Chief building official Cody (introduced by staff) explained the two-part problem: properties occupied without a certificate of occupancy and construction started without a permit. The draft requires an initial "do not occupy" notice and calendar-based enforcement: the first offense is an infraction, daily continuing infractions can escalate, and repeated or egregious violations can become misdemeanors. In construction cases, property owners would have seven days to apply for required permits following a stop-work order; repeated failures could trigger additional infractions and eventual misdemeanor charges.

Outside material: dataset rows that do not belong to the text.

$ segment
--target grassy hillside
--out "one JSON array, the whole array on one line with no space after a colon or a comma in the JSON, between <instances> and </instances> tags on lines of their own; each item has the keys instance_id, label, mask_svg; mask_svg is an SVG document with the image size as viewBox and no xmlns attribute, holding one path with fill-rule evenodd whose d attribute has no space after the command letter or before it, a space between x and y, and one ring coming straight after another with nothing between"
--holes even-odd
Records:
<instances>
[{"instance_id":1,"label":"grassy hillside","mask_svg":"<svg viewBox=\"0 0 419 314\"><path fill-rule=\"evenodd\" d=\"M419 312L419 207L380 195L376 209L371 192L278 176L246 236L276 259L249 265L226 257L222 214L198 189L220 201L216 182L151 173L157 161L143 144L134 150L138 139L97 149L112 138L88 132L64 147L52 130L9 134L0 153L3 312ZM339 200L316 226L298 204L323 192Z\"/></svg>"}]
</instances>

Councilors raised the practical fairness issue of tenants who move into a home in good faith at a builder's instruction and later discover the certificate is missing. Staff and legal said enforcement is aimed at the property owner/applicant (often the builder) and that the permitting system can be changed to require a signed acknowledgment upon permit application; that signature would strengthen the enforcement posture while protecting unwitting occupants.

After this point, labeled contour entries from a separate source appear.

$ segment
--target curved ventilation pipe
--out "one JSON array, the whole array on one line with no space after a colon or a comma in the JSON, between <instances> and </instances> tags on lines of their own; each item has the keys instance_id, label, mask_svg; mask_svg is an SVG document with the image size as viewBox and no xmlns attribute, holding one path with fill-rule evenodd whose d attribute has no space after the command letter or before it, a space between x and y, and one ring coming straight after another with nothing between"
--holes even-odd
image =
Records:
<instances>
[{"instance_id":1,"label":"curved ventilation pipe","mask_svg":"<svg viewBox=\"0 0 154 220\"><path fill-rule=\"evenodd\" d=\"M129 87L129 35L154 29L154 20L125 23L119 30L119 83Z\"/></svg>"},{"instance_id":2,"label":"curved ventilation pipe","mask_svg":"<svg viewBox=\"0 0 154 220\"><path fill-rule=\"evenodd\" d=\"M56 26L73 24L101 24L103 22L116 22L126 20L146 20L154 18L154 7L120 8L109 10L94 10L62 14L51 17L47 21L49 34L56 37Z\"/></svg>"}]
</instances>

Council discussed operational matters including: how long permit reviews typically take, examples of tests or inspections that may be required when work was covered up, and whether fee surcharges deter retroactive permitting. Staff said many jurisdictions adopt a permit-fee surcharge (double-fee or fixed surcharge) to discourage unpermitted work and that the city could adopt a tiered approach with limited escalations for health-and-safety hazards.
No vote was held; staff said the language would be refined to address concerns about timetables, appeal/refund language, and explicit collaboration with the fire marshal for health-and-safety escalations.